Mars is a frigid desert today, but the planet was rich in water 3.5 to 4 billion years ago. Some of this water was free-flowing on the surface and some was carving the terrain under giant ice sheets.
A simple but complex question is how much precipitation, whether rain or snow, fell during those wetter days. A new study published in the journal Geology has tried to quantify just how much water likely fell in a single event. The answer is anything between 4 and 159 meters (13 and 520 feet). The range shows just how uncertain we are about the climate, but it does suggest that if this work is correct, Mars experienced some portentous floods.

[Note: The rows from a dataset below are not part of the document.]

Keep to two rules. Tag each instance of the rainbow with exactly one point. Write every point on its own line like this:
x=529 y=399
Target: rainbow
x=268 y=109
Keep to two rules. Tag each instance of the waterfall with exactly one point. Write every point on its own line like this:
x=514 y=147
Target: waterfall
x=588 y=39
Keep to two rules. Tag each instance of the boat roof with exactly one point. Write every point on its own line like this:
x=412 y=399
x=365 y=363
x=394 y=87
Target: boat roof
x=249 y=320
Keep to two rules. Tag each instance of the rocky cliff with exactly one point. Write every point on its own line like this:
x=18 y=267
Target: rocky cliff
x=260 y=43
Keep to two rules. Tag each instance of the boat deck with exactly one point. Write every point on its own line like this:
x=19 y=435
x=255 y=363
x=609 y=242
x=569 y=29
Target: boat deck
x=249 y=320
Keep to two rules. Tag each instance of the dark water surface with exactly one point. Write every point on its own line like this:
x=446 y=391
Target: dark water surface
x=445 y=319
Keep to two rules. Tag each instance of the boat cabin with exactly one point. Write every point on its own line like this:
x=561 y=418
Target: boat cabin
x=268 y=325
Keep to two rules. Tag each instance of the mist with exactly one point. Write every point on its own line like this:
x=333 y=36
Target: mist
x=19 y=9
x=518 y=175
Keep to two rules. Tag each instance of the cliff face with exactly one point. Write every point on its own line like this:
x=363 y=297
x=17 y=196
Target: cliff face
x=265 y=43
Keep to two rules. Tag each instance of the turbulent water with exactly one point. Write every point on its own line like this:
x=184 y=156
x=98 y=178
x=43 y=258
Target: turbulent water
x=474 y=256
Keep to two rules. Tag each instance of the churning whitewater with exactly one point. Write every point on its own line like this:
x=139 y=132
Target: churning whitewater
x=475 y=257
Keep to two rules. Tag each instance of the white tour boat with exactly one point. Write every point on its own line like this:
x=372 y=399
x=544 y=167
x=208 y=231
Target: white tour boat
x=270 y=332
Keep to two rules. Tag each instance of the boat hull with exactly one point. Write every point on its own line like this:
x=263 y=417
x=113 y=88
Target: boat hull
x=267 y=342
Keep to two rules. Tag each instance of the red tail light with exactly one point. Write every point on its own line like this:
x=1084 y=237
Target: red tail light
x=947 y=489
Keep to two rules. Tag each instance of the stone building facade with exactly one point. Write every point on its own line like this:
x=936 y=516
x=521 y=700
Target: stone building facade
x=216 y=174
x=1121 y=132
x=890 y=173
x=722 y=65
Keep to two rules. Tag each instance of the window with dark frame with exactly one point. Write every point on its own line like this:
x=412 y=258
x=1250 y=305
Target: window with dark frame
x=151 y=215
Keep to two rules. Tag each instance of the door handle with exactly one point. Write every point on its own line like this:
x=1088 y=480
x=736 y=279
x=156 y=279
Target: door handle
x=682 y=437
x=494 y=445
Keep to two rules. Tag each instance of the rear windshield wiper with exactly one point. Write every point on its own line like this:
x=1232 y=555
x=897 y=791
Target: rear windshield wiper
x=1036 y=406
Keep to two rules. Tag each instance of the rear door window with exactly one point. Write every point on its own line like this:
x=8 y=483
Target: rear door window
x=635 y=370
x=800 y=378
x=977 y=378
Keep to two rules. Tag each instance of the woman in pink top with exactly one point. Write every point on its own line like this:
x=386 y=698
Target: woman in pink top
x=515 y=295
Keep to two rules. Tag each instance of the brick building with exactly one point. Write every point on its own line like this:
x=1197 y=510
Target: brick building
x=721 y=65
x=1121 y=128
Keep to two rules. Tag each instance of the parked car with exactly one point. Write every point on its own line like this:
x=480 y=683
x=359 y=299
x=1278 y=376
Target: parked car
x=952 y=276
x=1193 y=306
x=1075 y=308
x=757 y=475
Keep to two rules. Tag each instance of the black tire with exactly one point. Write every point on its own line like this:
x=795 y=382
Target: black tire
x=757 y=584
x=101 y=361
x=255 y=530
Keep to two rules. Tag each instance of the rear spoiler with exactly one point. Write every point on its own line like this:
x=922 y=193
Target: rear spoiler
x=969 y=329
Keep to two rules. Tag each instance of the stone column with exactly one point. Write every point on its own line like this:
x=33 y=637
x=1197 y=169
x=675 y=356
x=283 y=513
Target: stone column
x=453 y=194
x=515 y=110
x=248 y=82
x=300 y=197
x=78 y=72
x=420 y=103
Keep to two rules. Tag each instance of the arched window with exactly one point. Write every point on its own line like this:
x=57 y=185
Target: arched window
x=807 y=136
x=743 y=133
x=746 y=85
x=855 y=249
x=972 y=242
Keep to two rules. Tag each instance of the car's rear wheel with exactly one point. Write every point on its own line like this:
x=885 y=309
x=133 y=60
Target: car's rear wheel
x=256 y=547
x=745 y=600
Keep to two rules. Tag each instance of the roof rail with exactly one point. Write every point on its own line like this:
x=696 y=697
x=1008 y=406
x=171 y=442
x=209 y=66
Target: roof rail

"This is extremely important because 3.5 to 4 billion years ago Mars was covered with water. It had lots of rain or snowmelt to fill those channels and lakes. Now it's completely dry. We're trying to understand how much water was there and where did it all go," lead author Gaia Stucky de Quay, from The University of Texas at Austin, said in a statement.
"It's a huge cognitive dissonance. Climate models have trouble accounting for that amount of liquid water at that time. It's like, liquid water is not possible, but it happened. This is the knowledge gap that our work is trying to fill in."
The estimates are based on the 96 open-basin and closed-basin lakes and their watersheds that are believed to have formed between 3.5 and 4 billion years ago. The idea behind the research is quite simple: If we know the area and depth of these basins, we can figure out how much water would be needed to fill them. And if these lakes overflowed into a river, how much extra water would be needed to cause that.
There are still many uncertainties, such as the rate of evaporation, how long these rainfalls lasted, and how often they happened.